Modelling and Mining of Networked Information Spaces

Project Title: Structural analysis of dynamic communication graphs
Participants: Dr. Bill Aiello, Dr. Jeannette Janssen, Dr. Evangelos Milios, John Healy
Project Description: The community structure inherently present in social networks is typically of a hierarchical nature, where individuals belong to communities of varying levels of coherence or density. This notion is borne out in graph theoretic terms by the concept of "core". A core is a maximal subgraph for which a certain node-specific condition holds. The oldest version is the k-core, which is the maximum subgraph where all nodes have degree at least k.

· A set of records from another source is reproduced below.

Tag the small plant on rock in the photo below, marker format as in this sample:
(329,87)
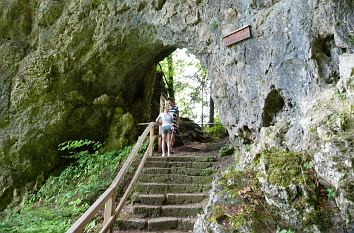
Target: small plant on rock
(226,151)
(331,193)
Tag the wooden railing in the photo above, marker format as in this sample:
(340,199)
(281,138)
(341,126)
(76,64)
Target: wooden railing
(107,199)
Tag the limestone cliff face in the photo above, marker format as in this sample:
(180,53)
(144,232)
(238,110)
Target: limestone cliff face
(65,66)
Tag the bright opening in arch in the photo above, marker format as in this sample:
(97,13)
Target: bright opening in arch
(191,85)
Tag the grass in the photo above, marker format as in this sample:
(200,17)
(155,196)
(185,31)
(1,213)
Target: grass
(62,199)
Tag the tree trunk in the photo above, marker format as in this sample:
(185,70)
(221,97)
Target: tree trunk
(211,110)
(170,74)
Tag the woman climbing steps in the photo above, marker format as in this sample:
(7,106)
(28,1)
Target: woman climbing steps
(166,119)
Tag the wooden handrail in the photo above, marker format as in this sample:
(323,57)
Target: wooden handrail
(122,201)
(107,199)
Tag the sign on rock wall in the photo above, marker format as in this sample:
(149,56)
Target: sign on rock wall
(237,36)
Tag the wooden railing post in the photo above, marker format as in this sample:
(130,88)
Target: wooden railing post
(107,199)
(109,211)
(152,139)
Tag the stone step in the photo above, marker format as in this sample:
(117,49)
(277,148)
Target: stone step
(163,188)
(178,170)
(166,164)
(175,178)
(140,231)
(169,198)
(155,224)
(148,211)
(182,158)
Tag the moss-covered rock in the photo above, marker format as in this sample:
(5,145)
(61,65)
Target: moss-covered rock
(121,131)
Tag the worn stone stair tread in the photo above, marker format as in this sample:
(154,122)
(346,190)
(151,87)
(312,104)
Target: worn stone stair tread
(175,164)
(183,158)
(179,210)
(170,187)
(156,224)
(169,198)
(176,170)
(175,178)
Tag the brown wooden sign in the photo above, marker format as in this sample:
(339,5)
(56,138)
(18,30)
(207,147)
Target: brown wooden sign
(238,35)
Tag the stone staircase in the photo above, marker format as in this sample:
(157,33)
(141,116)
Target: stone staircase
(168,195)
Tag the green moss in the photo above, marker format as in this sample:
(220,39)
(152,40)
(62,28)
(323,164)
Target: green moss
(319,217)
(121,131)
(226,151)
(284,168)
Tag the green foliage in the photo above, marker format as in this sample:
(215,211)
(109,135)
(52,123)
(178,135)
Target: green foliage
(190,84)
(74,146)
(207,172)
(331,193)
(213,26)
(351,38)
(216,131)
(308,165)
(284,167)
(245,210)
(284,230)
(63,198)
(226,151)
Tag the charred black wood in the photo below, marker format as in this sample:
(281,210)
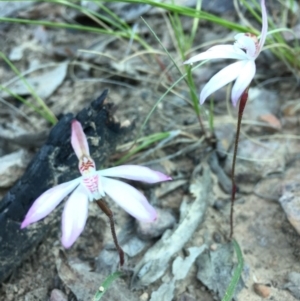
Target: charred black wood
(53,164)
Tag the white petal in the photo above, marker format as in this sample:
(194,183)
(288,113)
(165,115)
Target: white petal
(46,203)
(136,173)
(222,78)
(219,52)
(243,81)
(130,199)
(74,216)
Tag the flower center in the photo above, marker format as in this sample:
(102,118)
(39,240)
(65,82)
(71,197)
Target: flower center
(86,165)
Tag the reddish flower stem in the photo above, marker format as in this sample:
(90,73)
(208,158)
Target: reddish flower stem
(242,106)
(109,213)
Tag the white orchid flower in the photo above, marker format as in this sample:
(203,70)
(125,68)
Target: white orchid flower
(246,49)
(93,185)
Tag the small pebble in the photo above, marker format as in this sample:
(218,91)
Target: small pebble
(57,295)
(144,297)
(213,247)
(262,290)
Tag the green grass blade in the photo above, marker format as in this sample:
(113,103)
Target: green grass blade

Cores can be computed efficiently, and they exhibit an inherent hierarchical structure. The goal of this project is to use to the notion of k-core to map the hierarchical structure in a dynamic social network, and study how its structure changes over time. The aim is to track the development of existing communities over time, and spot the formation of new aliances while filtering out chance encounters. Another objective is to model a real dynamic graph in terms of one of several generative models by analyzing the graph's hierarchical k-core based representation. Ultimately, these efforts will lead to a characterization of "normal" patterns in a dynamic graphs. Once normal behaviour has been quantified, an automatic monitoring system can be developed which will detect anomalous patterns.